En 2018, il refuse un poste ambitieux pour une start-up américaine et s’échappe, seul, dans le Jura. Sur ses skis de fond, au milieu de la forêt, il réfléchit à ce qu’il souhaite réellement. « Je voulais faire des choses qui me rendraient vraiment heureux, qui auraient de l’impact, qui me feraient vivre dans la réalité et pas dans l’illusion. Et j’ai toujours été convaincu que l’entrepreneuriat était un formidable véhicule pour ça », continue-t-il. Alors après plusieurs semaines de réflexion, il range ses skis et se lance un nouveau projet : la création d’un start-up studio dont l’objectif serait d’identifier des innovations viables et qui pourraient « changer la donne ». Cela vous dit quelque chose ?
Et c’est en scrollant sur Facebook qu’il tombe sur la vidéo d’une ancienne connaissance, Mehdi Coly, qui pitche un projet similaire. « Mehdi et Nicolas Sabatier avaient cette idée en tête depuis 10 ans. Ils étaient déjà en contact avec Laurent Morel (également cofondateur du projet, ndlr). On s’est tous retrouvés à Lyon et on a compris qu’on partageait la même vision, et que chacun avait quelque chose de différent à apporter à ce projet. Et à partir de là, tout s’est fait très vite », se remémore-t-il. Nous sommes en décembre 2019. Team For the Planet est né.
« Avec Team for the Planet, chaque petite victoire me surprend et me fait plaisir »

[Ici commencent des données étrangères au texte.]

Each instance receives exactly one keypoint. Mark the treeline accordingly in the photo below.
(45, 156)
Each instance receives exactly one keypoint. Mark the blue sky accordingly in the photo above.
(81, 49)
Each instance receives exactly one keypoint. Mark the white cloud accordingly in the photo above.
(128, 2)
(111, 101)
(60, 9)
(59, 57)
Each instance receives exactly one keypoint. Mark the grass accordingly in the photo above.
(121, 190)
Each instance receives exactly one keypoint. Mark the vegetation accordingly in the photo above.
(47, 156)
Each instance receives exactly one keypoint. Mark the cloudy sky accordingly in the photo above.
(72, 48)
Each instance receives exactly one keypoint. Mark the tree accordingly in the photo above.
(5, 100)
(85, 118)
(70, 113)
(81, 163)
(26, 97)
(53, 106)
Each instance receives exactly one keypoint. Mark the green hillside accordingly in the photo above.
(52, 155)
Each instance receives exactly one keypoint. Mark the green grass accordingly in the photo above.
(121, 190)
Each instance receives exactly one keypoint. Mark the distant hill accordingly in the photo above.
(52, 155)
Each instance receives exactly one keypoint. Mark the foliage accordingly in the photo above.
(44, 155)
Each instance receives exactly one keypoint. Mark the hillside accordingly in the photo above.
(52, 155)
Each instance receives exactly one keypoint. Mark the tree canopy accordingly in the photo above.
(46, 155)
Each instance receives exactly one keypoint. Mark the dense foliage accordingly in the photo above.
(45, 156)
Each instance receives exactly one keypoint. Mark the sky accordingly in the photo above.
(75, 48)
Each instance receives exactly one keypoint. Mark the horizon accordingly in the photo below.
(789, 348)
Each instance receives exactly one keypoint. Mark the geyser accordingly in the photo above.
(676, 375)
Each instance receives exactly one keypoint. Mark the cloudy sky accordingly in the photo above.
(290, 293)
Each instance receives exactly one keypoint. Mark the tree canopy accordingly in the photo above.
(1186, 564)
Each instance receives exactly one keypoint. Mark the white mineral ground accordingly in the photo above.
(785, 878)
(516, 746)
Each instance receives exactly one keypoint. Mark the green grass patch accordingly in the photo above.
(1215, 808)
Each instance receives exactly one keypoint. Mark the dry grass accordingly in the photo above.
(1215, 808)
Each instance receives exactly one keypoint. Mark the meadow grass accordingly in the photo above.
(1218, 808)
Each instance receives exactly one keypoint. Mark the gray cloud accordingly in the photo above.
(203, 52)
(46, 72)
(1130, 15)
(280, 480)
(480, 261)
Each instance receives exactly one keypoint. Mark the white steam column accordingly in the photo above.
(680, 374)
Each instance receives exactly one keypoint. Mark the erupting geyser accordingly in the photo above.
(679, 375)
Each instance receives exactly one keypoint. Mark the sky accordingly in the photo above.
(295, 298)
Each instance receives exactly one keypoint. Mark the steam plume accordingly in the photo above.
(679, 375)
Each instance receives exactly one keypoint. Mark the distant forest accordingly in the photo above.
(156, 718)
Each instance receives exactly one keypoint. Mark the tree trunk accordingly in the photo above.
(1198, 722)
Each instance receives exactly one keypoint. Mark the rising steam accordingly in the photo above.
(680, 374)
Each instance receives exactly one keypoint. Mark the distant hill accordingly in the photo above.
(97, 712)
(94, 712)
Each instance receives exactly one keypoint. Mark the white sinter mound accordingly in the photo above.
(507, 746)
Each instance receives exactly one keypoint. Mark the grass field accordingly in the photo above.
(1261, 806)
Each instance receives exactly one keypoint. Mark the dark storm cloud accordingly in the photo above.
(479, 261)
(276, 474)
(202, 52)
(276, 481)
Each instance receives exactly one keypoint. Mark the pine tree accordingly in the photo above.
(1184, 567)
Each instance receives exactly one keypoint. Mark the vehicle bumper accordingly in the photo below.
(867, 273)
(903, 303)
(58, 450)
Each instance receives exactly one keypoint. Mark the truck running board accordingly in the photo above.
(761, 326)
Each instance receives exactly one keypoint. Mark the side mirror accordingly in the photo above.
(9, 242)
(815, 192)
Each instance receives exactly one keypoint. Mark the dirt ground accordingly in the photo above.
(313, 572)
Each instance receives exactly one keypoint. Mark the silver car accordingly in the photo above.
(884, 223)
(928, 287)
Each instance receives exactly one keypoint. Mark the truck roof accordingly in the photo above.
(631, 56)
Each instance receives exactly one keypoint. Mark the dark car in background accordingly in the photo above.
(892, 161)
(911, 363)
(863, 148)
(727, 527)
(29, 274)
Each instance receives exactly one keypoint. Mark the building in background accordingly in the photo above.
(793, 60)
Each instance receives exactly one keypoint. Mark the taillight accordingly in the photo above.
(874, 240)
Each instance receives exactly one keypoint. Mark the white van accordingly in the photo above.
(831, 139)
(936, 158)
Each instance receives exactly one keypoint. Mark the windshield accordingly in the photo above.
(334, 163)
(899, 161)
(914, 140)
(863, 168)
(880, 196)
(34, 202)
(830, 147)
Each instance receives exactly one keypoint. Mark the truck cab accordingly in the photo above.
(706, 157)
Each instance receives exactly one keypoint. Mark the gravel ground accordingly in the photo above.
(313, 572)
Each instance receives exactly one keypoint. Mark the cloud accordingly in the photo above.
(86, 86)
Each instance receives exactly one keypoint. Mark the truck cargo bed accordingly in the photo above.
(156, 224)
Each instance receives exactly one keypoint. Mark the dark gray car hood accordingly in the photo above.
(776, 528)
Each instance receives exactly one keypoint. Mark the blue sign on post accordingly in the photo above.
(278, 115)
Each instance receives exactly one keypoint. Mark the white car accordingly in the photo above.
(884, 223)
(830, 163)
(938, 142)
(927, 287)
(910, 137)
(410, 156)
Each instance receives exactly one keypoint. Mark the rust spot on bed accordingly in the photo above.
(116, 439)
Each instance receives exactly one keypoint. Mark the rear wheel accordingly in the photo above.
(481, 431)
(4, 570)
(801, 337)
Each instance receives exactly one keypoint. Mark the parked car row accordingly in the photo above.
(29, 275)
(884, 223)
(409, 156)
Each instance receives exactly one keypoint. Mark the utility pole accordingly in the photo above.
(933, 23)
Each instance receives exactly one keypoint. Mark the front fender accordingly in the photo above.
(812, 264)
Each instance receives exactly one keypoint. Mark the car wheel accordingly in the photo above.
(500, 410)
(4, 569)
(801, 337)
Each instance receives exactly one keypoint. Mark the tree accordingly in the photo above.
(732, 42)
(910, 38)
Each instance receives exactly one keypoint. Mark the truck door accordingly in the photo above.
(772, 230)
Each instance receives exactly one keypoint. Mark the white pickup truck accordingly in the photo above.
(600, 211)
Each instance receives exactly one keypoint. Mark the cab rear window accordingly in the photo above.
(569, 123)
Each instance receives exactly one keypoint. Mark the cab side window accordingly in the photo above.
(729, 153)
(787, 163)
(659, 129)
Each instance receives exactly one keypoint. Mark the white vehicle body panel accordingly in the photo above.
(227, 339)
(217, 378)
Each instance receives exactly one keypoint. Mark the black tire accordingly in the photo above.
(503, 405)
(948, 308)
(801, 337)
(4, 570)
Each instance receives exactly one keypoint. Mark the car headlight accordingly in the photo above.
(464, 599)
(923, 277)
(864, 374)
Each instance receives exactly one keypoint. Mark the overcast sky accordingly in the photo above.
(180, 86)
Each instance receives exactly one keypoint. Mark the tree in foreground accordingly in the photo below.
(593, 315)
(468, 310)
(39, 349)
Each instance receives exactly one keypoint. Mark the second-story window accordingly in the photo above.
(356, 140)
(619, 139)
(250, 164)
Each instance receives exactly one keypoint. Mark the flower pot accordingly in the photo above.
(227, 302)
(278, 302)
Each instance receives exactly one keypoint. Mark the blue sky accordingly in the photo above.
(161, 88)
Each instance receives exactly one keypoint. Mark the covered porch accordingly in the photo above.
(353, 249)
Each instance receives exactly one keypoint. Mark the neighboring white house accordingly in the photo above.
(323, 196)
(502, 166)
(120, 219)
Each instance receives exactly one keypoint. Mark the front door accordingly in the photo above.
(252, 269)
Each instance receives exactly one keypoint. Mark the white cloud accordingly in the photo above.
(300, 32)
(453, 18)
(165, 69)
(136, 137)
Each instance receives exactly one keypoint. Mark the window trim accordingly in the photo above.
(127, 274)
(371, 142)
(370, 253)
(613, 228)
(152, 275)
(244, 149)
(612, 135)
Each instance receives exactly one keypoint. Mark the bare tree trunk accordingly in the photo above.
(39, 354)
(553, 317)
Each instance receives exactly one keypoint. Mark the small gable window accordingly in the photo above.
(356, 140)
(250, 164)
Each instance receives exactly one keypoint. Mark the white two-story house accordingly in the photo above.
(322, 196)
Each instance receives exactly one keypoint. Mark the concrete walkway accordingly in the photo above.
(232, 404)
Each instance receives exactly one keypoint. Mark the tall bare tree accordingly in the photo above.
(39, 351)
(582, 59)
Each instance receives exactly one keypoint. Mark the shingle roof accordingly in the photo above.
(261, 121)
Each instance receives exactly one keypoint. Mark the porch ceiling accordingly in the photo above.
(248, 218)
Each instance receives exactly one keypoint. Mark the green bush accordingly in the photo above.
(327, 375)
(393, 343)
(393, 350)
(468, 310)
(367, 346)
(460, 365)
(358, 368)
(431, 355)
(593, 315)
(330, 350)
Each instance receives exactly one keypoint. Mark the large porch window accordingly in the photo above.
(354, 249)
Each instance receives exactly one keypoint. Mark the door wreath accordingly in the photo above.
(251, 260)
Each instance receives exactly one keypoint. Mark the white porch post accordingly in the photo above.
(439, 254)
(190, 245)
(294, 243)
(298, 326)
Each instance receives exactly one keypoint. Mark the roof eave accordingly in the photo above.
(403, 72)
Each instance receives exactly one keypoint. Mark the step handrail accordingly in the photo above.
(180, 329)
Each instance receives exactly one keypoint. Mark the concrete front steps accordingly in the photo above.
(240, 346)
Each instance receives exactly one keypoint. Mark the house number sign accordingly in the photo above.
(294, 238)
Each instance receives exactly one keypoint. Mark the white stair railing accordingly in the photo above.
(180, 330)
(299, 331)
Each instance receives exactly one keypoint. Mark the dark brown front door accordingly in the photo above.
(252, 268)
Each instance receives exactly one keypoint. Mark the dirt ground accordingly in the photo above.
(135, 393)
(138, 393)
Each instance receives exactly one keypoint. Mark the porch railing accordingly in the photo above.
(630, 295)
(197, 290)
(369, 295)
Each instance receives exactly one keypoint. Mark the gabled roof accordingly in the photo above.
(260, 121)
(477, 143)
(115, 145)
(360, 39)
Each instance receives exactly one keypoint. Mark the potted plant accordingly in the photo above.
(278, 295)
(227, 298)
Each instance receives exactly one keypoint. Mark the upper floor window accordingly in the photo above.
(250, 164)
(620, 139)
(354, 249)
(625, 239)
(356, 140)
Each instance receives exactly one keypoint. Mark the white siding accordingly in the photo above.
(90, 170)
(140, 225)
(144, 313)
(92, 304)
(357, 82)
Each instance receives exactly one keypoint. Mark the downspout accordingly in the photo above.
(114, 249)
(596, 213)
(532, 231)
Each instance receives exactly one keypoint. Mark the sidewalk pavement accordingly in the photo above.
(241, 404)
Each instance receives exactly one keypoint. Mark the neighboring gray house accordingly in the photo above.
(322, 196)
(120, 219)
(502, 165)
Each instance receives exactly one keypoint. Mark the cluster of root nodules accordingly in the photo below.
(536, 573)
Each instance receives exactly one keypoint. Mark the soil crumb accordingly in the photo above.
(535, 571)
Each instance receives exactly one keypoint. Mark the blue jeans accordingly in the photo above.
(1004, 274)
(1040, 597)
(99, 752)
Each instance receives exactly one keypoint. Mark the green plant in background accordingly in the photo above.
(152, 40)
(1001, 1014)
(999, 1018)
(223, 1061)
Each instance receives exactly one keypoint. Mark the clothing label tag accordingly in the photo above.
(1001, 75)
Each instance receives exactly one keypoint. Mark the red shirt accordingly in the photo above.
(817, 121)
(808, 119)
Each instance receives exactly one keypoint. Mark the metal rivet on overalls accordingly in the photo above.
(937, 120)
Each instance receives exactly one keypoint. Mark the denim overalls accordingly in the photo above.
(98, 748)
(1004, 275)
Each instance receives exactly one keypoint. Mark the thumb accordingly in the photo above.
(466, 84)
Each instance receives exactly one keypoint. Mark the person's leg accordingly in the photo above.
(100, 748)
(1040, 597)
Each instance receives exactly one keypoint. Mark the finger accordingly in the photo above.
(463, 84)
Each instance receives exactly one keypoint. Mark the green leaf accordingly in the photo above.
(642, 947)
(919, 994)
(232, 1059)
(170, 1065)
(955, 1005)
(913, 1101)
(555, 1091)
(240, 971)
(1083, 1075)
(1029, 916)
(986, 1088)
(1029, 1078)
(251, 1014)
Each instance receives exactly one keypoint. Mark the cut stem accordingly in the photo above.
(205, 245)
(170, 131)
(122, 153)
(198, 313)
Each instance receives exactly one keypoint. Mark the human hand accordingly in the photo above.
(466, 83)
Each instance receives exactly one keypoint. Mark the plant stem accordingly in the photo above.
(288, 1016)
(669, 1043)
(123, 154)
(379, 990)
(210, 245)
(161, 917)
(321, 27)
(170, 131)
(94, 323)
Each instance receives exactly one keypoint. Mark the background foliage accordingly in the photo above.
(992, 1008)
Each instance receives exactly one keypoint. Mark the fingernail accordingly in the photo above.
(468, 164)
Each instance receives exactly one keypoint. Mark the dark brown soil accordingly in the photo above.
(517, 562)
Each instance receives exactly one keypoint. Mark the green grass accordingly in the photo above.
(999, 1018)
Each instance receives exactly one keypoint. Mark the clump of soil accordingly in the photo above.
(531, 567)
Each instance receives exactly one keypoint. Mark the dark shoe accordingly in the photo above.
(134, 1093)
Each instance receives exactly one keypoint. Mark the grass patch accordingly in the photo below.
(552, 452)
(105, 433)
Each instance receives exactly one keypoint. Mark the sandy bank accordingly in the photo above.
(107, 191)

Pour Arthur, le début de l’aventure est à la fois intense et plein de doutes. « Je voulais être dans la cage aux lions, entouré de personnes qui sont meilleures que moi et qui me bousculent, et j’ai été servi. J’ai l’habitude de dire que si tu es le plus intelligent de la pièce, c’est qu’il faut changer de pièce ! », rapporte-t-il.
Mais cette philosophie est loin de lui rendre la vie facile. Ses débuts représentent une période d’inconfort permanent, difficile mais nécessaire. « J’étais dans un entre-deux, je ne savais pas exactement où on allait, mais je savais aussi que c’était exactement là qu’il fallait être pour réussir. Sans cet inconfort, c’est difficile de faire décoller un projet aussi ambitieux, de trouver le “truc”. Alors il faut serrer les dents et tenir* », analyse-t-il aujourd’hui.
Ce combat permanent pour lutter contre le changement climatique offrirait des nuits blanches à plus d’un écolo convaincu. Mais pas à Arthur. « Je ne me bats pas parce que je cherche à gagner. Je ne sais pas si on va réussir, alors chaque petite victoire me surprend et me fait plaisir », confie-t-il. S’il s’investit dans Team For The Planet aujourd’hui, c’est avant tout pour répondre à son propre besoin d’équilibre. « C’est une façon d’être la version la plus simple et la plus alignée de moi-même », précise-t-il.
Alors, Arthur continue à agir concrètement pour ses convictions, mais sans se faire d’illusions. « Je serai un grand-père heureux si je vois ce monde évoluer, mais je ne veux pas me torturer pour cela. Chaque jour, je vote en construisant le monde que je souhaite. Mais si la société choisit d’aller vers l’apocalypse, je sais que je ne pourrai rien y faire », ajoute-t-il.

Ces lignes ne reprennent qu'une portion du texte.